Museo archeologico provinciale "M. Lacava"
dal 7 dicembre 2017 fino al 5 gennaio 2018

Organizzazione: Aurelio Abbruzzese con il patrocinio della Provincia di Potenza

La fotografia è la più giovane delle arti. Arte intesa come interpretazione personale della realtà e dello
spazio circostante di chi la pratica ed a chi è rivolta. Il vantaggio della sua giovane età è indiscusso: l’utilizzo
di tecnologie ottiche e digitali all’avanguardia agevola in modo importante il lavoro dell’artista ma non
interferisce con la stesura del risultato finale, lo sviluppo e l’interscambio di sensazioni e sentimenti che
riesce a far nascere nei fruitori.
Ogni opera, ogni tavola, ogni fotografia racchiude in sé la personale esperienza dell’autore nonché una
estemporanea rappresentazione del sentimento umano nel preciso istante in cui la pellicola viene impressa
allo scatto.
Con “VIAGGI FOTOGRAFICI”, insieme di esposizioni fotografiche patrociniate dalla Provincia di
Potenza, dal Comune di Potenza, si intende cercare di mostrare diversi aspetti della fotografia, illustrati di
seguito.
La fotografia macro è da sempre fonte di fascino, o meglio, ha sempre affascinato per la sua possibilità
di immortalare e carpire ogni particolare “a scala diversa dalla umana” e per osservare realtà e cose diverse
da ciò che solitamente si è portati a vedere. I soggetti dell’esposizione “PARTICOLARI DAL MICROMONDO”
si riconducono in insetti, piante, fiori ed ingrandimenti di oggetti d’uso comune. Il mondo della fotografia
macro possiede delle potenzialità, a differenza delle altre tipologie di fotografie, ed un’intrinseca possibilità
di insegnare cose alle persone:
- La ricerca del particolare: tende a far soffermare l’attenzione di chi scatta, e di chi osserva la
fotografia, in oggetti, soggetti e situazioni cui solitamente non si darebbe la minima importanza;
- Valorizzazione della Natura: partire alla ricerca di un germoglio in primavera implica la necessità di
spostarsi visitando prati, parchi, ville e avvicinarsi al substrato e l’humus, ritrovare il contatto con la terra;
- Rispetto del piccolo: il fotografo che si muove alla ricerca di particolari non ha interesse a calpestare,
né distruggere tantomeno danneggiare i soggetti dei suoi scatti… sempre alla ricerca del soggetto perfetto.
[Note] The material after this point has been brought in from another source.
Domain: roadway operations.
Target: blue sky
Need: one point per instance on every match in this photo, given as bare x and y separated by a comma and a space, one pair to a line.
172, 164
Seguendo questi dettami si vorrebbe proporre al pubblico una serie di scatti del genere effettuati dall’artista,
nel tempo, durante diverse uscite nei pressi di Potenza e dal suo mentore nonché amico di lunga data, il
fotografo professionista Andrea Mattiacci. Le fotografie dell’esposizione sono accompagnate dall’apporto
letterario di apposite valevoli didascalie che accompagneranno e guideranno il pubblico in una fruizione
maggiormente fantasiosa ed agevole alle opere esposte.
L’esposizione collettiva “COLORE, SOLE, VITA IN BASILICATA” ha lo scopo di dare una vetrina, una
visibilità, a più persone: punti di vista diversi possono aiutare a focalizzare l’attenzione su particolari e diversi
modi di osservare. Questa esposizione è incentrata sulla nostra bellissima terra, le sue sfaccettature, i suoi
paesaggi.
“ESPRESSIONI UMANE”: Lo scopo ultimo di questa esposizione è la valorizzazione della persona.
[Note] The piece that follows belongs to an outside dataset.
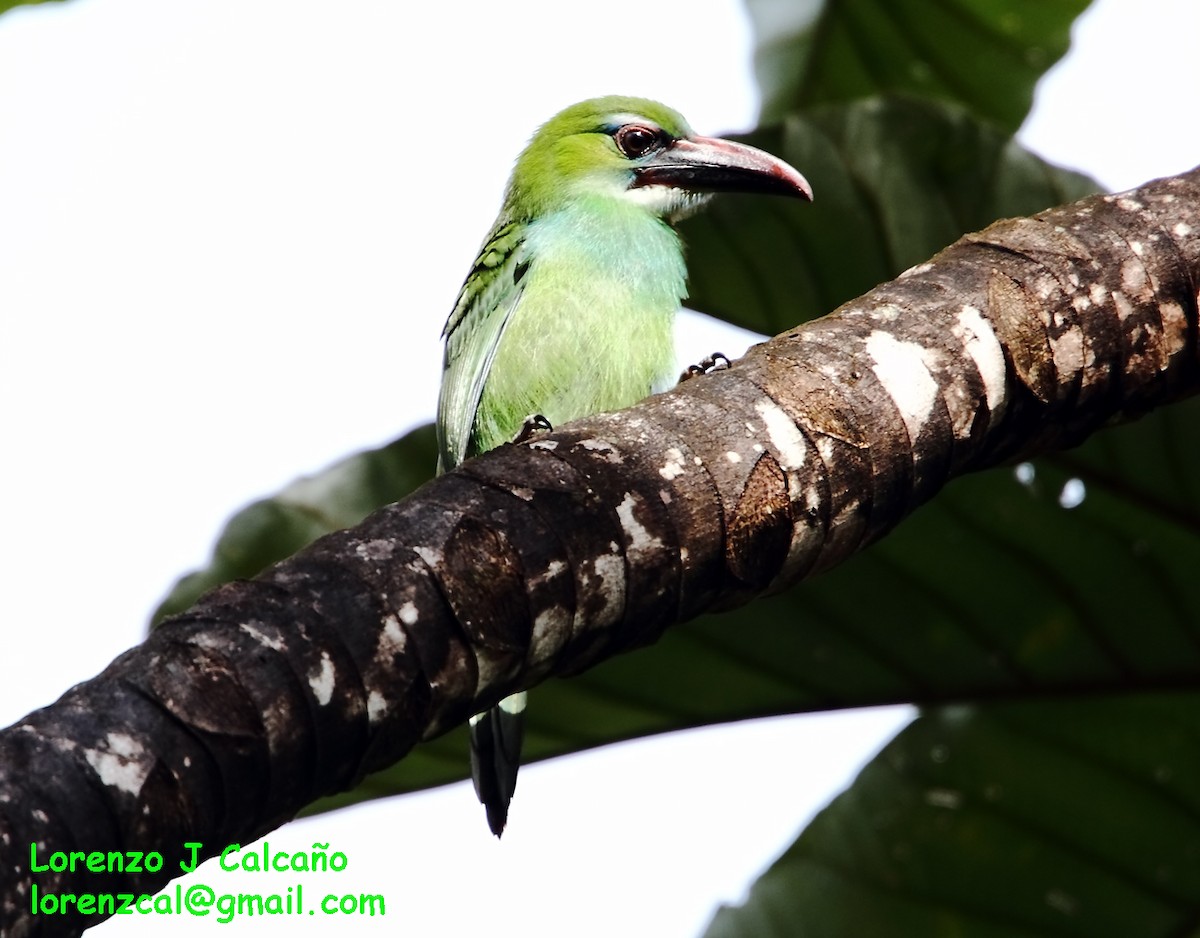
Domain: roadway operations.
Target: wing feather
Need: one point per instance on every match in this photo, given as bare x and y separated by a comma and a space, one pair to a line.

Citando un famoso cantautore napoletano oramai non più presente, “…vulesse arrubba' senza me fa'
vede'tutt'e facce d'a ggente.“ l’Autore ha preso spunto per poter strutturare questa esposizione. Seguendo
questo spirito ha cercato di carpire e di “rubare” i volti delle persone che di volta in volta incontrava lungo la
sua esperienza.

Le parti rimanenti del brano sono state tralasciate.